We derived expression quantitative trait loci (eQTLs) in peripheral blood monocytes from 414 EUR subjects with paired genotyping and gene expression data[66]. SHAPEIT version2 was used to pre-phase genotypes to produce best-guess haplotypes with imputation performed using IMPUTE2 and the 1000 Genomes Project phase I integrated variant set version 3 (March, 2012) as reference panel. We tested for co-localization of eQTL and vitiligo GWAS autosomal association patterns as described[67,68]. Vitiligo susceptibility loci were defined by windows of robust association plus an added 100 kb buffer on both sides. eQTL probes were selected by choosing probes that resided within these windows. Probe quality annotation was performed using ReMOAT[69] and all probes with an annotation of “bad” were removed. After removing non-autosomal loci and duplicate probe IDs, a total of 904 probes remained. All vitiligo susceptibility loci contained at least one probe with the exception of the gene desert 3’ of TYR, for which the only probe that intersected the locus was excluded due to ReMOAT annotation of “bad”. Within each locus window, all SNPs were tested for association with all probes using linear regression. P values, MAF for each SNP and respective sample sizes were used as input to test for co- localization, simultaneously testing five mutually exclusive hypotheses by generating 5 corresponding posterior probabilities (PP): Posterior probabilities were calculated using the R package “coloc” using default settings for prior probabilities of association. Co-localization was assessed as per Guo et al.[68]; significant co-localization was PP3+PP4 > 0.99 and PP4:PP3 > 5, and suggestive co-localization was PP3+PP4 > 0.95 and PP4:PP3 > 3.

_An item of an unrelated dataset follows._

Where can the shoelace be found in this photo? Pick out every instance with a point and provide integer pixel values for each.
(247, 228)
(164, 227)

H0 (PP0): There is no association with either the GWAS or the eQTL.

H1 (PP1): There is association for the GWAS only.

H2 (PP2): There is association for the eQTL only.

H3 (PP3): There is association for both the GWAS and the eQTL, but the associated variants are different for the GWAS and the eQTL.

H4 (PP4): The associated variants are the same for both the GWAS and the eQTL (co-localization).